Lloyd certainly talked the talk, but whether he actually conducted his affairs in accordance with the countercultural principles he professed has been disputed. In his biography Keith Jarrett: The Man and His Music (Grafton, 1991), Ian Carr reported disturbing allegations by Jarrett, bassist Ron McClure and DeJohnette. The trio, interviewed separately, told Carr, in some detail, how Lloyd concealed the scale of the quartet's appearance fees and kept the lion's share of earnings for himself, while generally treating the musicians, who, perhaps naively, believed they were partners in the enterprise, like the hired help. Carr concluded that, despite Lloyd's image as a new kind of musician, he behaved like "the old (discredited) kind of jazz bandleader."

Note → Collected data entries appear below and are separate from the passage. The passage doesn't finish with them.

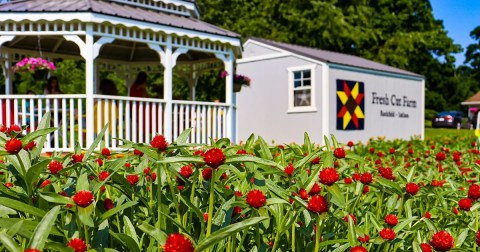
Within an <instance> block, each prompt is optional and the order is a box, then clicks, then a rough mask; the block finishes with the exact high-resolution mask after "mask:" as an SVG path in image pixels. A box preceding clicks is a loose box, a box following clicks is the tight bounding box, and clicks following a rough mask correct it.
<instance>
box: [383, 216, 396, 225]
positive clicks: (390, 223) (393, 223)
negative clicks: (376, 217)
mask: <svg viewBox="0 0 480 252" xmlns="http://www.w3.org/2000/svg"><path fill="white" fill-rule="evenodd" d="M385 222H386V223H387V224H388V225H389V226H392V227H393V226H395V225H397V224H398V218H397V216H396V215H394V214H387V215H386V216H385Z"/></svg>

So Love-In comes with a load of baggage, some of it less than fragrant. But as 45 minutes of music, it still has legs. Lloyd's vocalized tenor (and flute on two tracks) has Coltrane-derived muscle; the young Jarrett's lyrical and funky solos, particularly on his 07:55 showcase, the gospel-ish "Sunday Morning," his two featured originals ("Sunday Morning" and the soul jazz-ish "Is It Really the Same?"), and his playing the strings of the piano directly with his hands, all remain compelling; McClure and DeJohnette are solid and inventive.

Two years after Love-In was recorded, Lloyd's quartet, fractured by disputes between leader and sidemen, imploded. Lloyd himself recorded little of note for almost twenty years, before he reemerged in 1989 with Fish Out of Water on ECM, for which label he continues to make music perhaps even lovelier than that he created in the 1960s.

Tracks: Tribal Dance; Temple Bells; Is It Really the Same?; Here There and Everywhere; Love-In; Sunday Morning; Memphis Dues Again/Island Blues.

Personnel: Charles Lloyd: tenor saxophone, flute; Keith Jarrett: piano; Ron McClure: bass; Jack DeJohnette: drums.